Tetris Turns a Video Game Biopic Into a Nail-Biting Thriller
When the war over Tetris becomes a Cold War movie.
I remember it like it was yesterday, the first time I slotted my Tetris cartridge into my transparent, neon green Game Boy Pocket. It was 2000, and I was 8 years old. I watched as the quadrant blocks fell from the top of the screen, waiting to be slotted just so into their geometric brethren below. It was addicting.
Naturally, nostalgia guided me into the path of Tetris, director John S. Baird’s fourth film that chronicles the rise of an iconic game beloved the world over. For those of us who have a soft spot for the 8-bit gem, Tetris is a welcome homage to the story we may not have ever known about a game we have the fondest memories of.
Screenwriter Noah Pink’s film follows Henk Rogers, a Dutch-American video game designer and entrepreneur who discovers the enigmatic and addictive Tetris at a game conference. From there, he becomes dead set on securing the rights for video game consoles, maybe even arcade rights as well — but what he doesn’t realize is that means he will have to volley for a business deal with Gorbechov’s Russian government from inside Moscow amid the Cold War.
Unexpectedly, the film lands pretty firmly in thriller territory, which turns a typical biopic into an entertaining nailbiter. Obviously, we know the game makes it out of Russia and into consoles across the world, so we’re comfortable going on the ride knowing the outcome — but that doesn’t make the ride any less fun. The stakes are high and the consequences are real. It feels as much like an intense political drama as it does a creation myth or a story of fierce determination in the face of innovation. Even when you think the nearly two-hour film might start to feel like a bit of a drag, Baird fires things up and ignites your investment yet again.
A film about Tetris wouldn’t be complete without some visual homages to the game itself, and thankfully, this film takes that seriously. The movie is littered with absolutely lovely 8-bit reimaginings of the film’s characters, settings, and even marks the film’s four acts with “level” screens. The choice, one that is visually appealing and nostalgia-driven, is so smart that it nearly bowled me over. Plus, the delightful graphics even come back around at the end of the film in a way that will make you feel so emotionally fulfilled within the confines of the story you won’t be able to help but cheer.

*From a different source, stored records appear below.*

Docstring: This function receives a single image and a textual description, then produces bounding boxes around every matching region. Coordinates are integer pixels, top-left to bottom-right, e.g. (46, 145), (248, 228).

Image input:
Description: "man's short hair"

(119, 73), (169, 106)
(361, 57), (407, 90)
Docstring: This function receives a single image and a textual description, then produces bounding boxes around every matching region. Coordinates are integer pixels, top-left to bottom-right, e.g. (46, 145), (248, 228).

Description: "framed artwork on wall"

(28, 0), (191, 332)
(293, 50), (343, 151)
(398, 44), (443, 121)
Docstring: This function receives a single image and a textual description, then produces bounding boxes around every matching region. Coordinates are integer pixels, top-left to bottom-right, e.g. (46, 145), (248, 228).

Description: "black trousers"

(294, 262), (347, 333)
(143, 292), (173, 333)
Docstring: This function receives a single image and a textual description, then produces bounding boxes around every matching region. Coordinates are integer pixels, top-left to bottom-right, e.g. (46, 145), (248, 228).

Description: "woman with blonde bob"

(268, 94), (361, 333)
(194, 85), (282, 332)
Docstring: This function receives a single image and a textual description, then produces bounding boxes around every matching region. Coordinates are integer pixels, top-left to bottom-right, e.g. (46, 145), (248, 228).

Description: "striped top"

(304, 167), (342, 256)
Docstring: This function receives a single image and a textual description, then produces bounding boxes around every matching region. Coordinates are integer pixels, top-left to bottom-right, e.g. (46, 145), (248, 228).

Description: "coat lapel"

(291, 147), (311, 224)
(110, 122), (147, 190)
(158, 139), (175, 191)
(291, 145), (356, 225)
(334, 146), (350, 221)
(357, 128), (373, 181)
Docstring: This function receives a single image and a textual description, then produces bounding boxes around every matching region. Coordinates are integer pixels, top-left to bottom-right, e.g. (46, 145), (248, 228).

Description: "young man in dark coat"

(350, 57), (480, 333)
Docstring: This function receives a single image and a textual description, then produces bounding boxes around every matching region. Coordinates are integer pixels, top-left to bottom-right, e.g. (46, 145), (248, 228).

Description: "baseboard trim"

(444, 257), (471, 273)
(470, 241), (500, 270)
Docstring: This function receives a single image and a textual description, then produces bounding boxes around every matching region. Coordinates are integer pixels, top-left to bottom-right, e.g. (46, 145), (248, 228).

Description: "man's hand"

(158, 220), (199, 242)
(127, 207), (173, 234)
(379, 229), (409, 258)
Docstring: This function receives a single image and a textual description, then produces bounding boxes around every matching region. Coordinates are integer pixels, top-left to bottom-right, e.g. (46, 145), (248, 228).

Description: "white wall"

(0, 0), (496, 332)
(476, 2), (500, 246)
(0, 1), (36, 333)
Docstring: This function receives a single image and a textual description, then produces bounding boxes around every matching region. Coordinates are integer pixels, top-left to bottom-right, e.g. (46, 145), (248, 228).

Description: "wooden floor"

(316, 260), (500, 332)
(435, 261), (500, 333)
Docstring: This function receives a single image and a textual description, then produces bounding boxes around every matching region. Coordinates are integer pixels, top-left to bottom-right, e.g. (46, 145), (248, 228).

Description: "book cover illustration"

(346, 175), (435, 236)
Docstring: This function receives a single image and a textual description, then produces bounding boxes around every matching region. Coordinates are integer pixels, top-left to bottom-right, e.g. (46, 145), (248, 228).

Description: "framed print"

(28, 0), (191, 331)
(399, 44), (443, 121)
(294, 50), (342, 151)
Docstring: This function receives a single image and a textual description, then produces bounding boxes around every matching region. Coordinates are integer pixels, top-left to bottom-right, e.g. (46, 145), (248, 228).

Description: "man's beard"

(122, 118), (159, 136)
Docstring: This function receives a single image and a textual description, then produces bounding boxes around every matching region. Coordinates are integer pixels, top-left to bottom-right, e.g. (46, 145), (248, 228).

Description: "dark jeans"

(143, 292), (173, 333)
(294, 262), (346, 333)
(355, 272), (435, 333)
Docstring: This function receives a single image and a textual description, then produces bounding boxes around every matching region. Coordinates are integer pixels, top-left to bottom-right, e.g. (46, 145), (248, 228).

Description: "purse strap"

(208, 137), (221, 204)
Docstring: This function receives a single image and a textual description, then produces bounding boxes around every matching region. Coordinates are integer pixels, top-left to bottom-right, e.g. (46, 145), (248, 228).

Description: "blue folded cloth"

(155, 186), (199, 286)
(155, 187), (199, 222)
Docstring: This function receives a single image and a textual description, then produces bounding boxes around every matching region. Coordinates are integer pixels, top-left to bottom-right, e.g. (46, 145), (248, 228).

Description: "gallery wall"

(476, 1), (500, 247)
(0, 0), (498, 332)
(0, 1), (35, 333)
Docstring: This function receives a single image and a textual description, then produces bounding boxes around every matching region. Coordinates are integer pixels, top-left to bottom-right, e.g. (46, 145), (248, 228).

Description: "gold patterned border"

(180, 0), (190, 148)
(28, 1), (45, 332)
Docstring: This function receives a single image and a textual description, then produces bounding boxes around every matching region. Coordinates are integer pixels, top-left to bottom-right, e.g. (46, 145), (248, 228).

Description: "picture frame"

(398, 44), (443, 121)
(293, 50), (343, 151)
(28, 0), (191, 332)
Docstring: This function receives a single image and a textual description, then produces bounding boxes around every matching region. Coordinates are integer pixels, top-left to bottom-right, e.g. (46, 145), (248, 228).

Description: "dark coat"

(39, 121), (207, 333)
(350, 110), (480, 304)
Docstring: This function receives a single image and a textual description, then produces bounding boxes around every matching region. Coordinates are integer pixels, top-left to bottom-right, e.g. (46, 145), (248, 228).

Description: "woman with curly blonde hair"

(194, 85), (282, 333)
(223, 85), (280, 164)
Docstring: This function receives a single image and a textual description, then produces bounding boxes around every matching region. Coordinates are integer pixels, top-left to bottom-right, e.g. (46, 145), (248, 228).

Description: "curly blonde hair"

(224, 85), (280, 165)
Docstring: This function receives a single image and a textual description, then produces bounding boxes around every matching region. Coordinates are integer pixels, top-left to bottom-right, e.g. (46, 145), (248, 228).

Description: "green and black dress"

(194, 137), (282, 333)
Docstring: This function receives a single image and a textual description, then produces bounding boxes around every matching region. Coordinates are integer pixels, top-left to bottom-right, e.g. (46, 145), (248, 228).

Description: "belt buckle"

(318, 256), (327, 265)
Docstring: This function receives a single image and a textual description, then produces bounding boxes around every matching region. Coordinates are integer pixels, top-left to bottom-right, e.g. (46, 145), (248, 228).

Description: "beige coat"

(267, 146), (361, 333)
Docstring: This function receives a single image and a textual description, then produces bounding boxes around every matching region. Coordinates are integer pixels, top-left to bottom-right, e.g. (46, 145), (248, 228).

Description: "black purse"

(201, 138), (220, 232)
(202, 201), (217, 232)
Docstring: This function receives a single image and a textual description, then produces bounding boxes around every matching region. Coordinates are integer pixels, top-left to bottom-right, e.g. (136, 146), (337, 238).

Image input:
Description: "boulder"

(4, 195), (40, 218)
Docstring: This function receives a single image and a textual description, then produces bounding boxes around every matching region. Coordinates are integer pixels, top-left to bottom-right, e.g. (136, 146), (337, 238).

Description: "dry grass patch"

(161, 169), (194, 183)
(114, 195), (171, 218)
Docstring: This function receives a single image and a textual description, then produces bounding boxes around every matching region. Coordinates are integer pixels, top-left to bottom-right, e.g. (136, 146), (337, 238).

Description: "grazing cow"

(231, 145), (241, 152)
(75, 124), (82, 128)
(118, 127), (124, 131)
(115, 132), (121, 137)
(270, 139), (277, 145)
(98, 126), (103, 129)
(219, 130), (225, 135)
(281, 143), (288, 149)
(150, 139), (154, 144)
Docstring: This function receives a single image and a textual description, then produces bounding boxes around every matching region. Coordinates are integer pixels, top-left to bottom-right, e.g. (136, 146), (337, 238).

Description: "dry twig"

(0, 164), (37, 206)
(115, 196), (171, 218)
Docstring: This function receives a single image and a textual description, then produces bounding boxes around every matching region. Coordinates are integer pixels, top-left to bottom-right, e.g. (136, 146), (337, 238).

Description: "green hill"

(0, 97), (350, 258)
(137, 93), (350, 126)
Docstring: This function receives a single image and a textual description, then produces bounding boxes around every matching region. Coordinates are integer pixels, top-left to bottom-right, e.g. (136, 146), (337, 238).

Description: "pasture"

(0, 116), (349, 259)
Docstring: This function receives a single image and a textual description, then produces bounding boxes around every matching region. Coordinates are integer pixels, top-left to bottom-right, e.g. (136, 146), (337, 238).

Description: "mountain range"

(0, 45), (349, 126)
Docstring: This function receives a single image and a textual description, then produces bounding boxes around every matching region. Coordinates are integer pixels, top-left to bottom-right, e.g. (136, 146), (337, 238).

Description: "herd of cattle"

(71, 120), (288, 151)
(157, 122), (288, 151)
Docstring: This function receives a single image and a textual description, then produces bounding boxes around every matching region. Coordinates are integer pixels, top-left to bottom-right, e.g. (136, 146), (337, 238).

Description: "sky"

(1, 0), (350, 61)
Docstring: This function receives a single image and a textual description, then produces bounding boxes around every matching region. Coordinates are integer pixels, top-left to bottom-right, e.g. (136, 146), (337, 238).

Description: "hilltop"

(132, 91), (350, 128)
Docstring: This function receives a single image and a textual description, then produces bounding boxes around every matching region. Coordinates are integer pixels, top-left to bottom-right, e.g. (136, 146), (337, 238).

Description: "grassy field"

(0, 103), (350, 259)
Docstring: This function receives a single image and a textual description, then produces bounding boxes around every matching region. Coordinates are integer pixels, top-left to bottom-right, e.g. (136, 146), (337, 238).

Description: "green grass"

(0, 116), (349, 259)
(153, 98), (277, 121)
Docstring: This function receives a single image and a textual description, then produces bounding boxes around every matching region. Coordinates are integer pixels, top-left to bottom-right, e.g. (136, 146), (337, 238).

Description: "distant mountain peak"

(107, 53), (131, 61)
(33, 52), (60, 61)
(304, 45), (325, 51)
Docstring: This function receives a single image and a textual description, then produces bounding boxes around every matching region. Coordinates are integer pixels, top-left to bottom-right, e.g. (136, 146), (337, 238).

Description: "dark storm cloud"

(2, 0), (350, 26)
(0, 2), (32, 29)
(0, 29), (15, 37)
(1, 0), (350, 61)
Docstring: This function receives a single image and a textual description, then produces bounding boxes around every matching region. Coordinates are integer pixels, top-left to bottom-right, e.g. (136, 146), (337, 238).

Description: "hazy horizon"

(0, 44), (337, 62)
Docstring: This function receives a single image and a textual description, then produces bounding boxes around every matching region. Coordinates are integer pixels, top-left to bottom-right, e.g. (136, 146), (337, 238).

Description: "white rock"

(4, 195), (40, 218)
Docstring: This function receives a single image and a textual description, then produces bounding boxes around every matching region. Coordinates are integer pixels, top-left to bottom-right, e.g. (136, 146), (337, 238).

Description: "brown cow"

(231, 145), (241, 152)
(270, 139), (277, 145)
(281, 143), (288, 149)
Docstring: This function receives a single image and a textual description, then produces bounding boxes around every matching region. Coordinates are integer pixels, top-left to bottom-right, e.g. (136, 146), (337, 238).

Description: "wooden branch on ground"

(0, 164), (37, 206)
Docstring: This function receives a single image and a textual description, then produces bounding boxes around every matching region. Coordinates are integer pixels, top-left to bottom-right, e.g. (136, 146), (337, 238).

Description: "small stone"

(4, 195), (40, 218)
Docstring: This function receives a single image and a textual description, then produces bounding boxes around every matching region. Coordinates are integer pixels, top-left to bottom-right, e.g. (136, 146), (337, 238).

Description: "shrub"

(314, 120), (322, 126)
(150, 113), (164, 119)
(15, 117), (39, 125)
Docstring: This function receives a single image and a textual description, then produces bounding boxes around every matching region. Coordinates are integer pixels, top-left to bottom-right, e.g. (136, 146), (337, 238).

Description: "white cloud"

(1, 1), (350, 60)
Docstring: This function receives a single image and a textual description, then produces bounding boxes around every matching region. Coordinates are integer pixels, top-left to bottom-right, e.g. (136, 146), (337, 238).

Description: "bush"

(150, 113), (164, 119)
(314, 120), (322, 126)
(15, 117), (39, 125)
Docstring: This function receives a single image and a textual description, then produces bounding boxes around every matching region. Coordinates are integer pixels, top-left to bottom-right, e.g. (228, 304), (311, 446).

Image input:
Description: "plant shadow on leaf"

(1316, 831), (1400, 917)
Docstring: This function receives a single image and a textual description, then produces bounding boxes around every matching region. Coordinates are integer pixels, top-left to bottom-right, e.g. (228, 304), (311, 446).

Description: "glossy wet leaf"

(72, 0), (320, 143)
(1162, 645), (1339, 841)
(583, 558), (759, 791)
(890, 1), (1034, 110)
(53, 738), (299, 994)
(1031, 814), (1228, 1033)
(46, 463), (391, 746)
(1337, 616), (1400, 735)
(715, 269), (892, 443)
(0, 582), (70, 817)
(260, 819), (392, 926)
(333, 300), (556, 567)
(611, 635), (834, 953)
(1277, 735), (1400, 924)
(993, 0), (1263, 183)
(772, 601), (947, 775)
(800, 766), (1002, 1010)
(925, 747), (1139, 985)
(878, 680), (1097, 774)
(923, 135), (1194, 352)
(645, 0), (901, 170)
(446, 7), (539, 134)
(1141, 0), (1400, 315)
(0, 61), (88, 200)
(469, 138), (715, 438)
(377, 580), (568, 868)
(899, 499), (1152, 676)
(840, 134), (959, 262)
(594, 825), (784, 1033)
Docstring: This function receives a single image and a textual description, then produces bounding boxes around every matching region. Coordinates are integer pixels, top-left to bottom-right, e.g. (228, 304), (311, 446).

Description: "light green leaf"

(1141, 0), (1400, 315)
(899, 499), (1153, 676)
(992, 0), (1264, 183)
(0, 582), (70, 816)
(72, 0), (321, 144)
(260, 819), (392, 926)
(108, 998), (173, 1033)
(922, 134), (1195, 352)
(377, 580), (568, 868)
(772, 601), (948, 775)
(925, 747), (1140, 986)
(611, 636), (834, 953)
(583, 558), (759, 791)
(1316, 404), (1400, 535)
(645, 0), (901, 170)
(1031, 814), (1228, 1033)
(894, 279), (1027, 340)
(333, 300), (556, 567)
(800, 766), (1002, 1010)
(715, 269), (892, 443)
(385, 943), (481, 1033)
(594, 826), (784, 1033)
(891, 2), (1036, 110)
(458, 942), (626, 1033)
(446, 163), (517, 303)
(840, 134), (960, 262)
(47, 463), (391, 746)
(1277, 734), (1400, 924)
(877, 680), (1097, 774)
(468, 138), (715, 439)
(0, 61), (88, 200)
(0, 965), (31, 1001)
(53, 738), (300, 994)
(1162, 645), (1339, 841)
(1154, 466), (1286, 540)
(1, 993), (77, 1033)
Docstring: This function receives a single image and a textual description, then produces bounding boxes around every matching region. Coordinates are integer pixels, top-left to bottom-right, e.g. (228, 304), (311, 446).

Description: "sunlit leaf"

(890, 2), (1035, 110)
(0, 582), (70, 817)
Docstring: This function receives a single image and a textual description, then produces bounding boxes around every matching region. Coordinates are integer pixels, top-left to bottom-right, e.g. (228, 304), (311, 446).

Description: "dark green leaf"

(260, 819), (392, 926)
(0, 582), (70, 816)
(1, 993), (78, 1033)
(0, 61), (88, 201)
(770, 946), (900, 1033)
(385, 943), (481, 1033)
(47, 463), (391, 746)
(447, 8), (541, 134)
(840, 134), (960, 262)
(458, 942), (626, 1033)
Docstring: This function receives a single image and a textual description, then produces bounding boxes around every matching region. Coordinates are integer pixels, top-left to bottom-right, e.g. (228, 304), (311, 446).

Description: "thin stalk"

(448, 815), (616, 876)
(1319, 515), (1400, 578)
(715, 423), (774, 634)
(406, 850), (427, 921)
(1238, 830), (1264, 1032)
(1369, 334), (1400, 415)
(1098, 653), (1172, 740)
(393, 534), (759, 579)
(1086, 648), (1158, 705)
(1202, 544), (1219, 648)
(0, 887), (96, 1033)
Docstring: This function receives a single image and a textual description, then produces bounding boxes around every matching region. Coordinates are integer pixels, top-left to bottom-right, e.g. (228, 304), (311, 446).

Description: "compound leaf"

The heart of Tetris, though, is not the game itself but the cast of characters who believe so strongly in its power to universalize the human experience. Taron Egerton shines as Rogers, a determined and scrappy businessman who pushes through even when the chips are down. Even though the ball isn’t always in his court, he is savvy enough to volley for serve and — as history tells us — he ends up getting it. His emotional arc, especially his journey as a father, is made stronger through his performance, and it’s a joy to watch him give this role his all.
Opposite him is Nikita Yefremov’s Alexey Pajitnov, the strong, silent type who created Tetris in his quaint Moscow apartment before it leaked out to the world beyond the iron curtain. Yefremov’s performance is so contained it’s hard not to wonder at first if his character will ever soften and let the world in — that said, you don’t blame him for keeping his guard up. He is so steadfast in his beliefs and his need to keep his family safe, and his fear of his government is palpable. However, when the audience finally gets to experience the other side of his character’s emotional journey, it’s potentially more gratifying than the journey of the game itself. He’s an actor to watch, and hopefully, we will see him in more international films in the future.
Pink’s script aids in the likability — or unlikability, on the part of some of the more shady characters in the film — of the main players. But more than that, it shapes the story into something cutthroat and at times even calculated with its quick wit, smart observational dialogue, and the overall cadence it brings to the film in collaboration with Baird’s directorial hand. Rogers’ dialogue is particularly fun, making sure he comes across as both smart and dumb at the same time. Of course, he’s not exactly stupid, but his Russian adversaries always seem to be one step ahead. The script skillfully draws a map for the characters, and in turn the audience, to follow in the quest for the game’s rights, with a smart structure that manages to stay interesting — piece by piece, and with the occasional deadly wrench in the works.
At the halfway point of Tetris, as KGB agents descend on their location, Pajitnov tells Rogers, “Good ideas have no borders.” The line made one think about what the world would’ve been like had Tetris never grown to become an international phenomenon. Something else would’ve undoubtedly taken the throne in its place, but it’s almost certain whatever it would’ve been would not have secured a place in the zeitgeist like Tetris.
Fittingly, Tetris is a fast, fun, and spirited journey to personal fulfillment, the right side of history, and worldwide admiration. It’s the heartfelt and effective film that this story, and the people at its center, deserve.